TLS & Email Encryption
How Transport Layer Security protects your emails in transit.
Transport Layer Security (TLS) encrypts email as it travels between mail servers. Without TLS, your emails travel across the internet in plaintext, readable by anyone who intercepts them.
How Email TLS Works
When a mail server connects to another to deliver email, it can negotiate TLS encryption using the STARTTLS command. This "opportunistic TLS" encrypts the connection if both servers support it.
# Simplified SMTP conversation with STARTTLS S: 220 mail.example.com ESMTP C: EHLO sender.com S: 250-mail.example.com Hello S: 250-STARTTLS # Server offers TLS S: 250 OK C: STARTTLS # Client requests TLS S: 220 Ready to start TLS [TLS handshake occurs] # All subsequent communication is encrypted
The Problem with Opportunistic TLS
Opportunistic TLS has a critical weakness: it's vulnerable to downgrade attacks.
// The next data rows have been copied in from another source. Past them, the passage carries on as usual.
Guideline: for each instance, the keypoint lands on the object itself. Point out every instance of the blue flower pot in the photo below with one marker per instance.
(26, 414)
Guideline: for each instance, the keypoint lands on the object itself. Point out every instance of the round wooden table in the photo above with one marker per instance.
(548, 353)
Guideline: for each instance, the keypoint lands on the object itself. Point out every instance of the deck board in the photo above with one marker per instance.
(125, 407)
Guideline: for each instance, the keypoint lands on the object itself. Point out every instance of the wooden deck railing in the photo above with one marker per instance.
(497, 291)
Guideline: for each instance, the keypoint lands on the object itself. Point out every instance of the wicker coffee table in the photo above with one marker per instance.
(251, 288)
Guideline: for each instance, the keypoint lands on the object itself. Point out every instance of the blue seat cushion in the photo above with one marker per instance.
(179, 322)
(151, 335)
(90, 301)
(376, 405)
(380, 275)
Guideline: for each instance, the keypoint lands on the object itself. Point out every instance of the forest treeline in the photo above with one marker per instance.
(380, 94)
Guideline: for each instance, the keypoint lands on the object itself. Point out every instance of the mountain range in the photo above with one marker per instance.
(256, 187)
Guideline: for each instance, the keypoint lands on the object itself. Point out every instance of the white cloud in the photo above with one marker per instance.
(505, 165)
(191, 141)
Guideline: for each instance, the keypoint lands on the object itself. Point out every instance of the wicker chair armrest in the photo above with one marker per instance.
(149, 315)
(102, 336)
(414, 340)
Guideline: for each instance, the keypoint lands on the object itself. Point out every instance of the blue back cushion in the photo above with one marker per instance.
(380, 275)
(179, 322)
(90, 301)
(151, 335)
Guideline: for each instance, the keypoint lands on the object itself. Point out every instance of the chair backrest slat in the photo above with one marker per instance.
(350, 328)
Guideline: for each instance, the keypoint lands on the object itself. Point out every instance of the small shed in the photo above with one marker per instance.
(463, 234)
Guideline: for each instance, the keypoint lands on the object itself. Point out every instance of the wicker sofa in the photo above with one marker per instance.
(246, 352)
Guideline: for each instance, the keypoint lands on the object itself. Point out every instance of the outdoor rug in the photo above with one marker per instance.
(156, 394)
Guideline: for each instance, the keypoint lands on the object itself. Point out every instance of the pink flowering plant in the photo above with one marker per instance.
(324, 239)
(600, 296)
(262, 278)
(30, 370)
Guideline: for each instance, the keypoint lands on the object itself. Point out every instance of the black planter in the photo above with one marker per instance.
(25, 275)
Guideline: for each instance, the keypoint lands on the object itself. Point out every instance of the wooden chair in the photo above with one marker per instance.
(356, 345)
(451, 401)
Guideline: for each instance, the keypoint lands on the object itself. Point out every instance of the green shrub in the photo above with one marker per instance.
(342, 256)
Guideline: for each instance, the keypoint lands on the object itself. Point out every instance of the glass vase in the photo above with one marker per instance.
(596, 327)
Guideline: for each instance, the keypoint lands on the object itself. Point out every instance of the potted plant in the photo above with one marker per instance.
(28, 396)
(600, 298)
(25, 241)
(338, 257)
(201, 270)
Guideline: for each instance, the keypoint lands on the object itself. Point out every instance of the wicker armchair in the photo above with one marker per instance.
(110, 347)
A man-in-the-middle attacker can strip the STARTTLS capability from the server's response, forcing plaintext transmission.
TLS Versions
| Version | Status | Recommendation |
|---|---|---|
| TLS 1.3 | Current | Preferred - fastest and most secure |
| TLS 1.2 | Secure | Acceptable - widely supported |
| TLS 1.1 | Deprecated | Disable - known vulnerabilities |
| TLS 1.0 | Deprecated | Disable - POODLE, BEAST attacks |
| SSL 3.0 | Broken | Never use - fundamentally insecure |
Enforcing TLS
There are two main methods to enforce TLS for inbound email:
MTA-STS (Recommended)
Publishes a policy via DNS and HTTPS that declares your domain requires TLS. Widely supported by major providers.
Learn more about MTA-STS →DANE (Advanced)
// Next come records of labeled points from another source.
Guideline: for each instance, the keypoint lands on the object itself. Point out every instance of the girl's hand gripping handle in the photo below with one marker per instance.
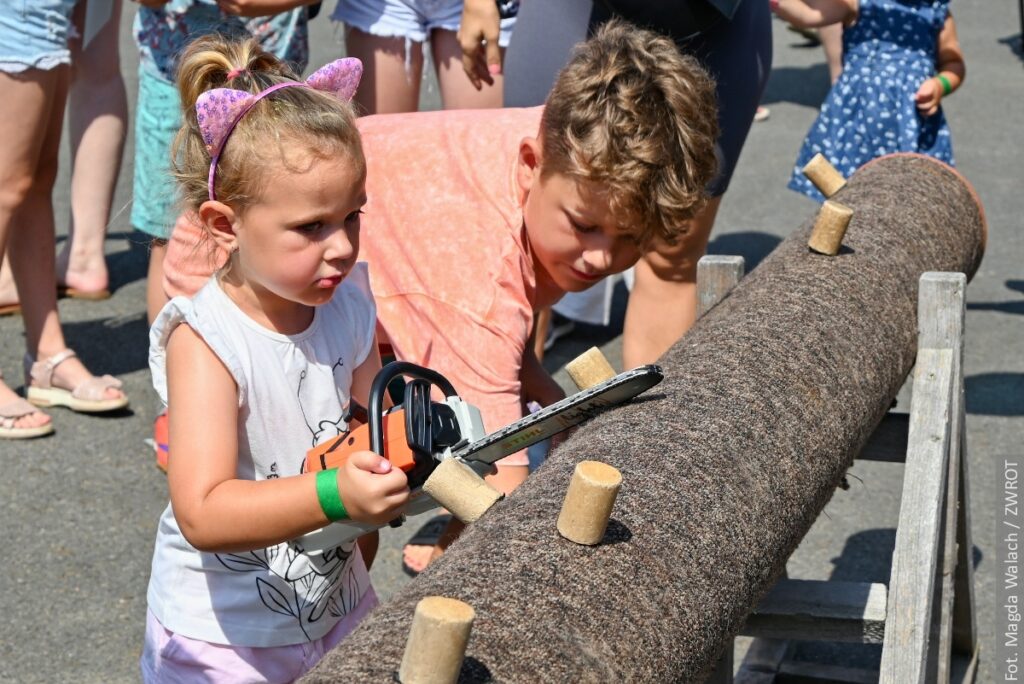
(373, 490)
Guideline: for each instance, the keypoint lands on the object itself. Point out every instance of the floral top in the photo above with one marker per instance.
(163, 34)
(870, 111)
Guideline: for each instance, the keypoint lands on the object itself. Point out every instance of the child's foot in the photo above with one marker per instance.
(420, 549)
(82, 276)
(61, 380)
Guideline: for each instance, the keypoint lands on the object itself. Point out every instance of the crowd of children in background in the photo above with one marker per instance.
(625, 164)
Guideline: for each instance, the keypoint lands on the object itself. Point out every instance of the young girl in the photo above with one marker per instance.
(900, 58)
(259, 367)
(466, 246)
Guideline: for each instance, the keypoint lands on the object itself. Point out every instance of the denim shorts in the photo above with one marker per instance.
(412, 19)
(158, 117)
(34, 34)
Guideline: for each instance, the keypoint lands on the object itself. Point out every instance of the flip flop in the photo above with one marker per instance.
(72, 293)
(10, 412)
(87, 397)
(428, 535)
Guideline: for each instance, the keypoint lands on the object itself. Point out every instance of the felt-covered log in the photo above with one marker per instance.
(764, 405)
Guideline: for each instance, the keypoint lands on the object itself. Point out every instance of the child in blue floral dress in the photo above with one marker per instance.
(900, 57)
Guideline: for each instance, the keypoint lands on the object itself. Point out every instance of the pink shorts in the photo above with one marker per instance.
(172, 658)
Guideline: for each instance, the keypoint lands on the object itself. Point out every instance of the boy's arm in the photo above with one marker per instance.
(813, 13)
(949, 73)
(215, 510)
(478, 32)
(260, 7)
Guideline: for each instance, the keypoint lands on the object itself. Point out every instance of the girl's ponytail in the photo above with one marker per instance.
(259, 140)
(216, 61)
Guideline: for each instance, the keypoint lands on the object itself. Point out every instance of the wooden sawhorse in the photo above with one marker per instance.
(925, 618)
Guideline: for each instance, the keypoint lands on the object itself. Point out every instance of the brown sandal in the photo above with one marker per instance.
(88, 397)
(10, 412)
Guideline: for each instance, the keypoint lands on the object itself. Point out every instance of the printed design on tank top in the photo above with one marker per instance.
(290, 582)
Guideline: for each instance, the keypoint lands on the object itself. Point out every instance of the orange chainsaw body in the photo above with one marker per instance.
(334, 453)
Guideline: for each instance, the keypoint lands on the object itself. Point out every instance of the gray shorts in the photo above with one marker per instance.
(412, 19)
(34, 34)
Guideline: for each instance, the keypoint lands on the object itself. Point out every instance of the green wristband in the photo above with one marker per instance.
(329, 496)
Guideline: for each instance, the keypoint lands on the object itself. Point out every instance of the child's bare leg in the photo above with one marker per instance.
(832, 43)
(418, 557)
(32, 243)
(457, 90)
(26, 105)
(97, 111)
(155, 295)
(8, 293)
(663, 304)
(391, 77)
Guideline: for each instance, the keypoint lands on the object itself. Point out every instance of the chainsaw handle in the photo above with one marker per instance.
(379, 387)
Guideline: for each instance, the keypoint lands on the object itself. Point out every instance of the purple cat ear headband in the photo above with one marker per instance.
(219, 111)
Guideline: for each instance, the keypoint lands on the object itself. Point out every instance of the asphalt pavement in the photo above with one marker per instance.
(79, 509)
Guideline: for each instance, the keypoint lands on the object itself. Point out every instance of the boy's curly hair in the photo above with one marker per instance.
(633, 116)
(324, 125)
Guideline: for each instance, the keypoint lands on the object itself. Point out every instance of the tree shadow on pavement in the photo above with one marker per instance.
(801, 85)
(115, 345)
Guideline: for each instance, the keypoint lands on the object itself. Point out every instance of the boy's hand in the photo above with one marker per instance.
(372, 489)
(928, 97)
(478, 31)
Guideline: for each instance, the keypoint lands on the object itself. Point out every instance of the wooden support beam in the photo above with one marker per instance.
(820, 610)
(908, 646)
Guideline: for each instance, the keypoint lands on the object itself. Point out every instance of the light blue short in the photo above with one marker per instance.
(412, 19)
(34, 34)
(158, 117)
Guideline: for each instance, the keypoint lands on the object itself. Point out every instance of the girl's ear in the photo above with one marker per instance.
(219, 220)
(528, 164)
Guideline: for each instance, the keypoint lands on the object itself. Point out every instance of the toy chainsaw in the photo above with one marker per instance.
(421, 433)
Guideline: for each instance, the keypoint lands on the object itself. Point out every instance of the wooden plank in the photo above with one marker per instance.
(717, 275)
(818, 610)
(888, 442)
(907, 645)
(965, 621)
(944, 321)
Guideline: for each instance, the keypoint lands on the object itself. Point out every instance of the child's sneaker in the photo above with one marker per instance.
(160, 438)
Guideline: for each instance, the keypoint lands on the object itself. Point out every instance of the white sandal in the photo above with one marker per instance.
(88, 397)
(10, 412)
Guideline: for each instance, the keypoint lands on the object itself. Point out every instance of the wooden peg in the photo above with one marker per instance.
(436, 642)
(824, 176)
(457, 487)
(829, 226)
(589, 369)
(588, 502)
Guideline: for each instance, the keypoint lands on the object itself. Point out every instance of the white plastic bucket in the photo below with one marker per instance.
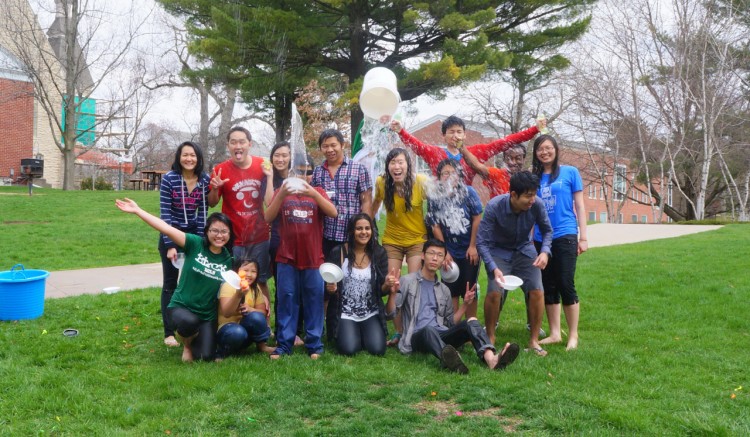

Uses DNSSEC to publish certificate information directly in DNS. Provides stronger security but requires DNSSEC.
Learn more about DANE →TLS Reporting (TLS-RPT)
TLS-RPT allows you to receive reports when sending servers experience TLS failures when delivering to your domain. This helps you identify issues before they affect email delivery.
# TLS-RPT DNS record _smtp._tls.example.com TXT "v=TLSRPTv1; rua=mailto:tlsrpt@example.com" # Fields: # v=TLSRPTv1 - Version # rua= - Reporting address (mailto: or https:)
Certificate Best Practices
- Use a trusted CA — Don't use self-signed certificates for production
- Match hostnames — Certificate must match your MX hostname
- Keep certificates current — Set up automatic renewal (Let's Encrypt)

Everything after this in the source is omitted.